O governo federal anuncia hoje o marco regulatório que guiará a exploração de petróleo da camada do pré-sal. O presidente Lula, decidido a vender a esperança de que o pré-sal financiará a redenção econômica e social do Brasil, quer transformar o evento numa espécie de celebração nacional, com a presença de ministros, governadores, artistas e sindicalistas. Mas faltou convidar o meio ambiente para a festa.
Desde que o país foi informado sobre a quantidade de petróleo estocada na camada do pré-sal, discutiu-se muita coisa. Debateu-se técnicas para retirar tanta riqueza de área tão profunda, formas de financiar a sua exploração e até a criação de uma outra estatal petrolífera. Os governadores correram atrás de royalties que ainda nem existem para seus estados. O governo federal prometeu que com o dinheiro desse petróleo, acabará de vez com a pobreza.
Mas a única vez, em meio à cacofonia do pré-sal, que se discutiu seus aspectos ambientais foi por iniciativa da imprensa, que procurou a Petrobras para saber o que a empresa pretendia fazer acerca das emissões de carbono geradas pela exploração dos novos poços. Ela respondeu que pretendia usar a tecnologia de Captura e Armazenamento em Carbono, conhecida a partir de sua sigla em inglês, CCS, para impedir a emissão das milhões de toneladas contidas nos poços do pré-sal.
"A questão é que essa tecnologia é experimental e não estaria tecnicamente viável antes de 2030" diz Ricardo Baitelo, coordenador da Campanha de Energia do Greenpeace. Além desses obstáculos, a CCS também terá que ultrapassar barreiras financeiras. "O custo total do uso da CCS para capturar o que se estima seja algo entre 12 e 18 bilhões de toneladas de carbono contidas no pré-sal pode chegar ao longo de todo o ciclo de exploração a centenas de bilhões de reais", continua Baitelo.
Cálculos do Greenpeace indicam que, se a CCS não cumprir tudo o que a tecnologia promete, e o Brasil estiver usando todas as reservas estimadas do pré-sal, estaremos emitindo ao longo dos próximos 40 anos em torno de 1,3 bilhão de toneladas de CO2 por ano só com refino, abastecimento e queima de petróleo.
"Ainda que o desmatamento da Amazônia seja zerado nos próximos anos, tudo indica que as emissões decorrentes do pré-sal podem anular o seu impacto positivo e manter o Brasil entre os três maiores emissores de CO2 do mundo", alerta Baitelo. Num mundo que enfrenta uma crise climática sem precedentes e onde já se criou um consenso entre os países de que é fundamental evitar que o aquecimento médio da Terra ultrapasse os 2º graus centígrados, seria normal imaginar que o governo brasileiro estivesse trabalhando duro na busca de soluções para reduzir ao máximo os impactos ambientais do pré-sal.

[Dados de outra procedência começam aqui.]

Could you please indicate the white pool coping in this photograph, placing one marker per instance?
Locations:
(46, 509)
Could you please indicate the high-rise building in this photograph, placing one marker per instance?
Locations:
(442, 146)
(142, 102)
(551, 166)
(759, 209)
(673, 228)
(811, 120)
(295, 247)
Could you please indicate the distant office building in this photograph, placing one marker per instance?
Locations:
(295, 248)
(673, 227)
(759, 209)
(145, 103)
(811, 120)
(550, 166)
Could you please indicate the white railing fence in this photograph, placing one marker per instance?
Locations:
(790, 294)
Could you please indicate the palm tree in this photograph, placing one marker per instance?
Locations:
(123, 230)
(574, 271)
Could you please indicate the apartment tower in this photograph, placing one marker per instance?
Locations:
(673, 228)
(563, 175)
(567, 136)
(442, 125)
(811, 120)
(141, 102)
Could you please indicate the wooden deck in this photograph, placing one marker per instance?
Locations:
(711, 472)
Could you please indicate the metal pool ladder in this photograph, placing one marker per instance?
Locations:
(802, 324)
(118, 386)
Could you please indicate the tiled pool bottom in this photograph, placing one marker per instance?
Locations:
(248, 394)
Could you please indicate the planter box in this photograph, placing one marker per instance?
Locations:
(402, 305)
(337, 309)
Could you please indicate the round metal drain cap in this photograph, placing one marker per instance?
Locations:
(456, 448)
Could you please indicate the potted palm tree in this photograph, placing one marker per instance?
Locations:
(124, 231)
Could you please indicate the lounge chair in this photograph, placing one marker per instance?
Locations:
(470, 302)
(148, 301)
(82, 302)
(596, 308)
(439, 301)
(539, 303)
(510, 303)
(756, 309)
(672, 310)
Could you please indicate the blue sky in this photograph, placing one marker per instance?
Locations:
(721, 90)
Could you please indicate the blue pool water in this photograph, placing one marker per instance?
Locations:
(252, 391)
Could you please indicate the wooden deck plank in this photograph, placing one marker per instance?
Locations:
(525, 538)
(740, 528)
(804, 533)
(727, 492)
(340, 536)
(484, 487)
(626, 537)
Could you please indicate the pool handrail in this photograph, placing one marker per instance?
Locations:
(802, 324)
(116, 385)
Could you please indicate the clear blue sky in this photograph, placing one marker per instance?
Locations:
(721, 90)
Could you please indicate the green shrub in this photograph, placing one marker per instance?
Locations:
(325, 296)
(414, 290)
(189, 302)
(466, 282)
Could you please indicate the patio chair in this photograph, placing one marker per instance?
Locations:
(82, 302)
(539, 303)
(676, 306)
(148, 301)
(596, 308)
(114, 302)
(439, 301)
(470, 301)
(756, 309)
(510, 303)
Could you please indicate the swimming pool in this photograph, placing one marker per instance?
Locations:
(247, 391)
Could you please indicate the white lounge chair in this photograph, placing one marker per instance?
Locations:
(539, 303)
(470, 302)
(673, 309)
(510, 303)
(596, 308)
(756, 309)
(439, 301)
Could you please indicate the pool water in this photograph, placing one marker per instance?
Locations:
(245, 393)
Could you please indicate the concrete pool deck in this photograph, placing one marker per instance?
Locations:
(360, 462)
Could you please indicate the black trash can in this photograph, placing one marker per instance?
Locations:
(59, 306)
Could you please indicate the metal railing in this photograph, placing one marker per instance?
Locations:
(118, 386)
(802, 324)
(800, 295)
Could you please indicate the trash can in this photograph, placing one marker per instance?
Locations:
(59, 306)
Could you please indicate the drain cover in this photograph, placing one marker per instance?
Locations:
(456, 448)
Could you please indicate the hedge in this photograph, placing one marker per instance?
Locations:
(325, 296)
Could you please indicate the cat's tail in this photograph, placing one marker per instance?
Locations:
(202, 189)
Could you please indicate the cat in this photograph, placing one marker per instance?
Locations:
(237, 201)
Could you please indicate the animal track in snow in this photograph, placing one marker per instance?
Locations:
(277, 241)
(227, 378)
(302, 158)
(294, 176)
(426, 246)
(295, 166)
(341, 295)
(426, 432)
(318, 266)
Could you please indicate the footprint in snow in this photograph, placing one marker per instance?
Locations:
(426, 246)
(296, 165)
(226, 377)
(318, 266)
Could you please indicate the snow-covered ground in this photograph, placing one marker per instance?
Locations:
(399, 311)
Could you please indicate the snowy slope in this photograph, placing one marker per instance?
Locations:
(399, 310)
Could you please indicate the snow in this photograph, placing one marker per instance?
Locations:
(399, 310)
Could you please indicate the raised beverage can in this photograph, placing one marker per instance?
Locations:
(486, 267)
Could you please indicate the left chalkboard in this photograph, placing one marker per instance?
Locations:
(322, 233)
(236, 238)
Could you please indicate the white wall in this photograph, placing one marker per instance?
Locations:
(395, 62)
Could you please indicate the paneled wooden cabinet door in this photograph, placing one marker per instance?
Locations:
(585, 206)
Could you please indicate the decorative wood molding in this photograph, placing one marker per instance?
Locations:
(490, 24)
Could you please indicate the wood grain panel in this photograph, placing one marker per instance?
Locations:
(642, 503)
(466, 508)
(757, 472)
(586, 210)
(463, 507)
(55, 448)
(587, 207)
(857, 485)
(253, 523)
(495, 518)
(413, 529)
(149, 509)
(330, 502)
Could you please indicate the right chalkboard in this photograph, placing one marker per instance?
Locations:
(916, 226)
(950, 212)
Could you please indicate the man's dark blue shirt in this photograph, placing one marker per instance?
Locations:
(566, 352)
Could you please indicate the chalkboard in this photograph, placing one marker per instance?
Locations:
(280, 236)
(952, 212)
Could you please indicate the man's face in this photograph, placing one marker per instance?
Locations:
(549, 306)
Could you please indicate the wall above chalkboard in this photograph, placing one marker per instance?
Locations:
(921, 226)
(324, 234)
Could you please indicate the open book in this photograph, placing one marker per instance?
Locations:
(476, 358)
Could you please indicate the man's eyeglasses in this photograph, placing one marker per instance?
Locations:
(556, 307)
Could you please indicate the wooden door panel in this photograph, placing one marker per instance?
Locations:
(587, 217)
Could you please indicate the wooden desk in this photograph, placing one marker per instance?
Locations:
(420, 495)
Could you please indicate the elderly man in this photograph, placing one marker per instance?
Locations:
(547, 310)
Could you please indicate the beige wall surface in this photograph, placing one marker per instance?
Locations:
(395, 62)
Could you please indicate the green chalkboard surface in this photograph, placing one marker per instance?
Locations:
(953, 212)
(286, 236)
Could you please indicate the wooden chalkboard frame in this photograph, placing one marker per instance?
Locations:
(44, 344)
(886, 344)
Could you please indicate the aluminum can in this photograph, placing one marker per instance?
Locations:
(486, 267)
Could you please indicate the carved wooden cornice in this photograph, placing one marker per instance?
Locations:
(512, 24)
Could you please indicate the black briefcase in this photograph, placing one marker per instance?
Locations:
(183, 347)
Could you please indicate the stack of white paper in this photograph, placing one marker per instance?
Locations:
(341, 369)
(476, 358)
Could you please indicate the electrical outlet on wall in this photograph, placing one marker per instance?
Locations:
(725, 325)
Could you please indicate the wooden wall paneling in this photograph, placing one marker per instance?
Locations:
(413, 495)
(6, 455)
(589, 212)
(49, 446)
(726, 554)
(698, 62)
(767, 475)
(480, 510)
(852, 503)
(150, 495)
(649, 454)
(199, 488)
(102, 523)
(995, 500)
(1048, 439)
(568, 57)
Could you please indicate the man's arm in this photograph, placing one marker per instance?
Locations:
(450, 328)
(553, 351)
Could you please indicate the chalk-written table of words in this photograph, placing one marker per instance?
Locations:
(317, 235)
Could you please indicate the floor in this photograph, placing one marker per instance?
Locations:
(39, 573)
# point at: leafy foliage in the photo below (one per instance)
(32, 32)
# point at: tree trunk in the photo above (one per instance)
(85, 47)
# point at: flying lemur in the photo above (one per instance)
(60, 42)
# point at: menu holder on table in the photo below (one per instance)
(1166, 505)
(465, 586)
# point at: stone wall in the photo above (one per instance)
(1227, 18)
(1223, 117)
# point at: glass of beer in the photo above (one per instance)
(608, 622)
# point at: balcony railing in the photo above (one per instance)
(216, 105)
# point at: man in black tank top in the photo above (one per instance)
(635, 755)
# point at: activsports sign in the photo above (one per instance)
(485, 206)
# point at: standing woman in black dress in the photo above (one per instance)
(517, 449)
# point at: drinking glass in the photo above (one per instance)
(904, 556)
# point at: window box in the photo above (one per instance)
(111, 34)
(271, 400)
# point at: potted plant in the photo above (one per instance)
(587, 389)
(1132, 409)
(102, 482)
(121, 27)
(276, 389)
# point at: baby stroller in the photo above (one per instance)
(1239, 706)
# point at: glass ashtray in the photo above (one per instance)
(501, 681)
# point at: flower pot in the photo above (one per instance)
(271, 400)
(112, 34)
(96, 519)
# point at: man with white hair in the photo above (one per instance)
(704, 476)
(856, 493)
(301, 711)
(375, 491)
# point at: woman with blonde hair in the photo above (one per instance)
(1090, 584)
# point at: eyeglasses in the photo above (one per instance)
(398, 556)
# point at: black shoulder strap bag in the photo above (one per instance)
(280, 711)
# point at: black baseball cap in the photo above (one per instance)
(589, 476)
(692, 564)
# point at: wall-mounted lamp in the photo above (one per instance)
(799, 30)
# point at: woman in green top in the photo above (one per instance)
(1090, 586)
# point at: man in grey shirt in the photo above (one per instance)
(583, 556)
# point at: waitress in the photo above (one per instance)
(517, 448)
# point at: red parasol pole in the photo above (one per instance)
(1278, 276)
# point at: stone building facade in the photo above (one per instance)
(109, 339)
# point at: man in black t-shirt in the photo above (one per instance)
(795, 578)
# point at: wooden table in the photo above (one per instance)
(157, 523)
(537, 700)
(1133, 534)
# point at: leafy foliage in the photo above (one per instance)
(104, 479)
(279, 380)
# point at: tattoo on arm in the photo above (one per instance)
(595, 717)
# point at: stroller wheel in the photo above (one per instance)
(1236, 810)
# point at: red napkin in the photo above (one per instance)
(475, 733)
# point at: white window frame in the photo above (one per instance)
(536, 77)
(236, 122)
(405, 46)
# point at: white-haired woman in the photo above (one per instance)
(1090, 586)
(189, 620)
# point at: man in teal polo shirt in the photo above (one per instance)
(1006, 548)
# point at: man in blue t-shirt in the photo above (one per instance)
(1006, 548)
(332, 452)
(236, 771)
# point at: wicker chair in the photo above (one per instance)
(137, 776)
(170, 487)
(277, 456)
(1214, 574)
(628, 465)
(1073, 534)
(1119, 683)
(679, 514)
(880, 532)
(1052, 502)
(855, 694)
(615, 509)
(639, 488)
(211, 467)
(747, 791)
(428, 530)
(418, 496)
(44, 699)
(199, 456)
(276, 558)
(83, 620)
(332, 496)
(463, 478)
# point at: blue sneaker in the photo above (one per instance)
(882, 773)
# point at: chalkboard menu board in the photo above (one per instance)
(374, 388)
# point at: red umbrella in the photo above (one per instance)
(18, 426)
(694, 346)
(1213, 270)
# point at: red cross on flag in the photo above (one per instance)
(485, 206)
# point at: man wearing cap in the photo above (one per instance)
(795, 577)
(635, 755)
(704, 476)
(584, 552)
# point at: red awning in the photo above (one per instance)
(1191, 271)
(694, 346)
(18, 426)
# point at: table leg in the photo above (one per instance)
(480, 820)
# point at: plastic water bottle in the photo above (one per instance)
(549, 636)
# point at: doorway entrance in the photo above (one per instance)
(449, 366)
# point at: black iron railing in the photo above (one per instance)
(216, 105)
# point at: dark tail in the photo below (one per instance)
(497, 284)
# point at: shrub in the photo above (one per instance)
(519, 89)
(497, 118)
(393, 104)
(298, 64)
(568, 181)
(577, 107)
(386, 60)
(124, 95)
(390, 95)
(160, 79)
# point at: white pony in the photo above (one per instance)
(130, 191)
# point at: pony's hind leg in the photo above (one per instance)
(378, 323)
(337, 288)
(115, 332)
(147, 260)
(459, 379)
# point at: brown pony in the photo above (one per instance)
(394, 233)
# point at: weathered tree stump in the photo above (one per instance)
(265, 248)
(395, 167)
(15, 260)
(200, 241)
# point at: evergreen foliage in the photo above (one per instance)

Uma alternativa, talvez a mais relevante, está justamente onde ele será explorado: no mar. "Os oceanos são um importante regulador climático", explica Leandra Gonçalves, coordenadora da Campanha de Oceanos do Greenpeace. "Eles funcionam como o maior sumidouro de carbono do planeta, com capacidade para absorver até 50% das emissões geradas pela atividade humana".
Uma maneira de garantir a perpetuação desta função está na criação de áreas marinhas protegidas, que ainda trariam o benefício adicional de proteger nossos estoques pesqueiros e a biodiversidade do litoral brasileiro. Mas área marinha protegida é o tipo do assunto que não entra na agenda do governo. Muito menos na agenda do pré-sal. O presidente Lula sequer pensou em destinar recursos da sua exploração para a criação e manutenção de reservas marinhas. E isso, no futuro, pode ter consequências graves. Se a concentração de emissões não for reduzida ao longo dos próximos anos, os oceanos podem passar de mocinhos a bandidos na luta contra o aquecimento global.
"O aumento das emissões tem efeito nocivo nos mares, porque elas contribuem para o aumento médio da temperatura da água. Mares mais quentes tem menos capacidade de absorção de CO2", continua Gonçalves. Além disso, concentrações excessivas de CO2 provocam acidificação nos oceanos, comprometendo a saúde dos corais, berços importantes da biodiversidade marinha. "No Brasil, já foram detectados indícios claro de decadência de estruturas de corais na costa de São Paulo e em Abrolhos, no litoral baiano". O pré-sal é nosso. Mas sua poluição também. Está mais do que na hora de o Brasil discutir como se livrar dela.